Case: TREMELLEN v. LEPORE, Civil Action No. RDB-12-02900 (D. Maryland, April 30, 2013)
On Sunday, December 11, 2011, at approximately 2 a.m., the plaintiff Tyler Tremellen (“Plaintiff” or “Tremellen”) and his friend Christopher A. Bowling (“Bowling”) left a restaurant in Towson, Maryland, and started walking toward a friend’s house on York Road. Compl. ¶ 8. While walking, Tremellen and Bowling began “playfully roughhousing for approximately five seconds in the crosswalk” at the intersection of York Road and Burke Avenue. Id. ¶ 9. The roughhousing did not interfere with traffic or disturb anyone, but it did catch the attention of Officer J.T. Lepore (“Officer Lepore”), who was traveling on York Road in a marked Baltimore County police vehicle. Id. ¶¶ 9-10. Upon seeing the vehicle’s headlights, Tremellen and Bowling “stopped their horseplay . . . and resumed walking south on York Road.” Id. ¶ 11. Officer Lepore stopped his vehicle, exited, and began speaking to Bowling. Id. ¶ 12. When Officer Lepore exited his car, Tremellen saw that the police vehicle’s lights had not been activated and continued walking south toward their destination. Id. ¶ 13. Tremellen asserts that he did not hear any request from Officer Lepore to stop. Id.
Bowling explained to Officer Lepore that he and Tremellen were good friends and “had just been horsing around and not fighting.” Id. ¶ 14. Bowling provided the officer with his identification and told him that they were both from Ocean City, Maryland and staying in Towson for the weekend. Id. Upon returning Bowling’s identification, Officer Lepore told him it was not safe to play in the street and stated, “tell your friend he is an asshole.” Id. ¶ 14. Bowling then walked to his friend’s house, where he believed Tremellen had already arrived. Id.

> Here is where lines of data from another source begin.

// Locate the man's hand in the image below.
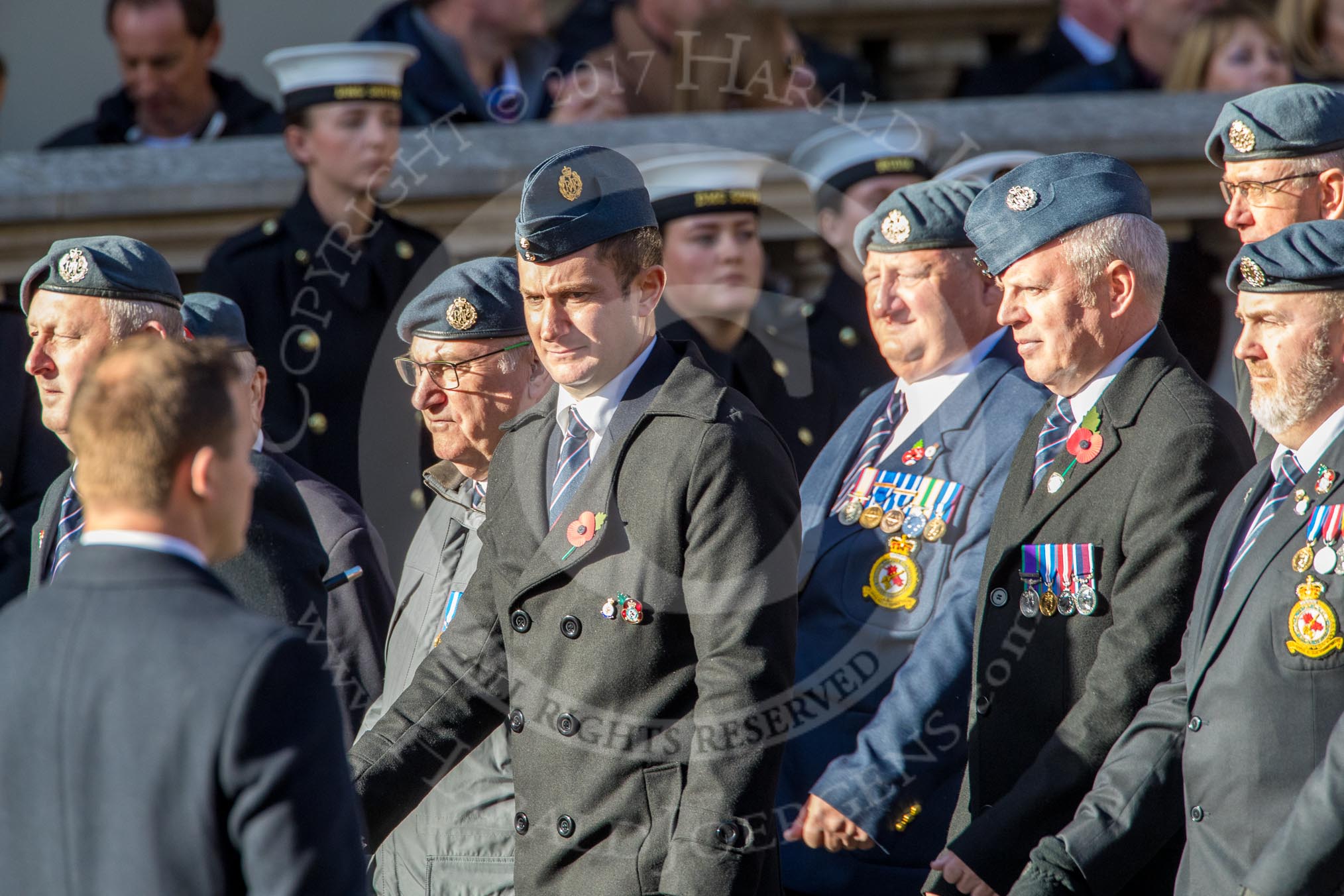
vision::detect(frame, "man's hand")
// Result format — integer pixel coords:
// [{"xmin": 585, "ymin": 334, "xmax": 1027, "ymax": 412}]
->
[
  {"xmin": 928, "ymin": 849, "xmax": 999, "ymax": 896},
  {"xmin": 783, "ymin": 794, "xmax": 873, "ymax": 853}
]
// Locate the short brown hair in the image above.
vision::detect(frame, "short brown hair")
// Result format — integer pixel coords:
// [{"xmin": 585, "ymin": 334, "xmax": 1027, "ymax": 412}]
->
[
  {"xmin": 596, "ymin": 227, "xmax": 663, "ymax": 292},
  {"xmin": 70, "ymin": 335, "xmax": 238, "ymax": 510}
]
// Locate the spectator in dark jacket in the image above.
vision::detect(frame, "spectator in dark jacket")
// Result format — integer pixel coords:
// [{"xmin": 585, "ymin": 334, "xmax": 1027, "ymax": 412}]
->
[{"xmin": 42, "ymin": 0, "xmax": 284, "ymax": 149}]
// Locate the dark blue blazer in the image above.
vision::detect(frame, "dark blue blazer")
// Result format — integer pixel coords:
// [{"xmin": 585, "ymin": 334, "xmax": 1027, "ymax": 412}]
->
[
  {"xmin": 779, "ymin": 333, "xmax": 1046, "ymax": 896},
  {"xmin": 0, "ymin": 545, "xmax": 367, "ymax": 896}
]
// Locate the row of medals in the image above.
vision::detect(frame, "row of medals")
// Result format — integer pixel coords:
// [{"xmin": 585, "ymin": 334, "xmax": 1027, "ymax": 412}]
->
[
  {"xmin": 1017, "ymin": 575, "xmax": 1097, "ymax": 619},
  {"xmin": 840, "ymin": 498, "xmax": 948, "ymax": 541}
]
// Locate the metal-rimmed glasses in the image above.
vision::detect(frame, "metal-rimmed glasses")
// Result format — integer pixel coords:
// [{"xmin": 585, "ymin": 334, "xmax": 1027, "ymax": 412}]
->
[
  {"xmin": 1217, "ymin": 170, "xmax": 1321, "ymax": 205},
  {"xmin": 392, "ymin": 339, "xmax": 532, "ymax": 392}
]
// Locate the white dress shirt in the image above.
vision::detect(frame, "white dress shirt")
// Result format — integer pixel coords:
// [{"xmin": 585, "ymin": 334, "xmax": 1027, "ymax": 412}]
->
[
  {"xmin": 1068, "ymin": 327, "xmax": 1157, "ymax": 435},
  {"xmin": 555, "ymin": 336, "xmax": 659, "ymax": 458},
  {"xmin": 80, "ymin": 530, "xmax": 205, "ymax": 568},
  {"xmin": 877, "ymin": 329, "xmax": 1004, "ymax": 463}
]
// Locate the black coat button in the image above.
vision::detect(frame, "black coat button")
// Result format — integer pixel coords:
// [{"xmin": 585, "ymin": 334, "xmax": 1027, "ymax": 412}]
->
[
  {"xmin": 561, "ymin": 616, "xmax": 583, "ymax": 641},
  {"xmin": 714, "ymin": 820, "xmax": 742, "ymax": 846}
]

Due to his unfamiliarity with the area, Tremellen had continued walking down York Road and inadvertently passed the friend’s house. Id. ¶ 16. Eventually, Tremellen realized he had walked too far and started walking back toward the intersection of York Road and Burke Avenue. Id. ¶ 18. Officer Lepore, who had returned to his vehicle and was driving south on York Road, saw Tremellen and followed him to the intersection of York Road and Burke Avenue. Id. ¶¶ 20-21. Officer Lepore did not activate his emergency lights on the car or otherwise make Tremellen aware of his presence. Id. ¶ 22. Tremellen alleges that he did not see the officer’s vehicle. Id. ¶ 21.
Officer Lepore exited his car at the intersection and “charged at Plaintiff full speed from behind.” Id. ¶ 22. Officer Lepore then “grabbed Plaintiff’s arm using a martial arts maneuver while twisting it behind Plaintiff’s back, and violently drove Plaintiff to the ground using all of his body weight while restraining Plaintiff’s arm so that Plaintiff could not use his arms to break the fall.” Id. Tremellen fell to his knee, then his face, and was knocked unconscious. Id. ¶¶ 24-25. Tremellen fractured his right medial tibial plateau bone, broke three of his front teeth, and suffered several facial lacerations as a result of the impact. Id.